Data Lake Essentials



A Data Lake is a central data repository that can hold a vast amount of structured and unstructured data in its native format, until the value has been discovered through the use of other data sources, experimentation, and exploration through a collaborated approach in the organization. It is a compliment and mature attribute to existing Business Intelligence implementations, providing proof-of-value concepts to our data. In our design efforts, the Data Warehouse should almost always receive architecture priority over the Data Lake.


alt


"It is a compliment and mature attribute to existing Business Intelligence implementations, providing proof-of-value concepts to our data..."


The Three Data Lake Pillars

Organization

Operations

Discovery


Organization

A common organization pattern in the data lake is one that enables Data Exploration and a proof-of-value concept to the data itself. It is crucial that thorough planning is considered when implementing a Data Lake in your organization so that the Data Lake does not transform into a Data Swamp.

At the end of the day, the Data Lake should enable power users, analyst, and Data Scientist to quickly discover, provide value, and promote that value to a Production system.

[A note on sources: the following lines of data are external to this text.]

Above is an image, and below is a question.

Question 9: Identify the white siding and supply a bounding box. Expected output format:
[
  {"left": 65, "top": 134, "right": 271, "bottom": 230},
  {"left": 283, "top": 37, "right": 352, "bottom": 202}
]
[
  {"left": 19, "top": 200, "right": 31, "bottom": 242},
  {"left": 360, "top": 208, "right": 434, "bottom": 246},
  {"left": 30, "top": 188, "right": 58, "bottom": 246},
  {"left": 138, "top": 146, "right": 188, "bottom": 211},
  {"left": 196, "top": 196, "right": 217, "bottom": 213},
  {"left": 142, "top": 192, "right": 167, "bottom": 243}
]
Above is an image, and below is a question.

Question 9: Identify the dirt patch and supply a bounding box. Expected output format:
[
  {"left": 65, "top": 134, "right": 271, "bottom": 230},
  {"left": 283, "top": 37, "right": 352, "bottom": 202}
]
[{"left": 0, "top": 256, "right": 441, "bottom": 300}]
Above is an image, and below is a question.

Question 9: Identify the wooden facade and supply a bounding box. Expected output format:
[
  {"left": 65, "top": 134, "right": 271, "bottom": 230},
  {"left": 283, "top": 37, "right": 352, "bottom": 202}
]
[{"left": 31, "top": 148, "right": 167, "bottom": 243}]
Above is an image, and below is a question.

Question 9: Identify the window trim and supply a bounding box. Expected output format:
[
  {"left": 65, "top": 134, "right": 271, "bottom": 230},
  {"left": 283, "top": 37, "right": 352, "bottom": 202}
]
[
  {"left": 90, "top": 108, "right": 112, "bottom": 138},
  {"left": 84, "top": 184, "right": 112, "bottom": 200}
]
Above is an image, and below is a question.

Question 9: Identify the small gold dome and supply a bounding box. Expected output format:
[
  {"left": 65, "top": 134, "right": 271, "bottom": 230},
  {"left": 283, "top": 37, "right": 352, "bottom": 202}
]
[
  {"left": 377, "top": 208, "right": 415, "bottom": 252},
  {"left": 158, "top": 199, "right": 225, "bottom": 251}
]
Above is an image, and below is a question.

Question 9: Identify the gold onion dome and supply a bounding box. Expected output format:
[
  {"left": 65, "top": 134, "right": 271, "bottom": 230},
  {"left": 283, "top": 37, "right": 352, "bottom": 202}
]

The production of the Exploratory pipelines to Operational Pipelines should be seamless and easily deployable.

alt

You can begin to understand how a Data Lake can be structured from the above image. The data is landed in the RAW area where the data is organized by 5 sub categories. An example follows:

Finance (Subject)
 CRM      (Data Source)   
   Invoices (Data Set)
     2017      (Date)
        05       (Date)
           27      (Date)
             Invoices_20170527.txt  (File)



Lake Area Attributes As the data moves from Ingestion to Curation, the data becomes more structured, governed, and more available to the users.

Phase A: Exploratory Pipeline - RAW > EXPLORATION
Phase B: Operational Pipeline - RAW > STAGE > CURATED



alt

Organizing by Date It has become a best practice to partition and organize Data Lake data by date. This can become particular useful as data is collected from aggregated streams, constant large batch ingestions, but also could provide an organization to rebuild a destination database or system from a certain point-in-time.




Operations

A common operations pattern involving Exploratory Analytics
alt

As companies embark on a Data Science initiative, and more and more value becomes available from our Exploration, we must take into consideration AnalyticOps or the promotion of valuable datasets to Production.

Example: A Data Scientist retrieves new data that was just landed in the RAW area. This data has not yet been moved to the Operational pipeline because there is currently no accessible value. The Scientist then decides to run some experiments through Azure Machine Learning, maybe include some R and Python scripting. Highly valuable predictions are then discovered in which the company wants to immediately surface in one of their Customer Service applications. We don't want to have to rebuild this entire model to fit IT's standards. Instead, we take an approach that enables multiple tools (ML, R, Python, C#, etc.) to be used without having to change the pipeline that orchestrates this data movement.

In a growing world of new open-source tools, it is imperative that a solution is in place that can handle the data movement in an organization without limiting the usage of new technology.





Discovery

A key attribute to a Data Lake implementation is enabling the capture of MetaData. This not only includes the capture of metadata when it comes to automating ETL and SQL development, but as well as looking at what type of data we are bringing in and how it relates to other data.

Tagging Phase 1 usually occurs in a MetaData type Framework that is used for development. Where 2, 3, and 4 could be stored in a different type of system such as Azure Data Catalog or the open-source equivalents. Here users will Tag data, based on internal acronyms and understanding. Then when someone wants to discover new value from existing data, they can search the Catalog for tags such as Customer A, or Product B, etc. This occurs specifically in Tag 4 (reference table below). Other tagging can be automated such as pre-aggregating certain data field types, identifying counts on data sets where there is missing data (to determine value aspect), etc.

There are many options when it comes to designing your Discovery methods. A more mature feature would be using graph databases and creating visual maps on how data relates to each other.

alt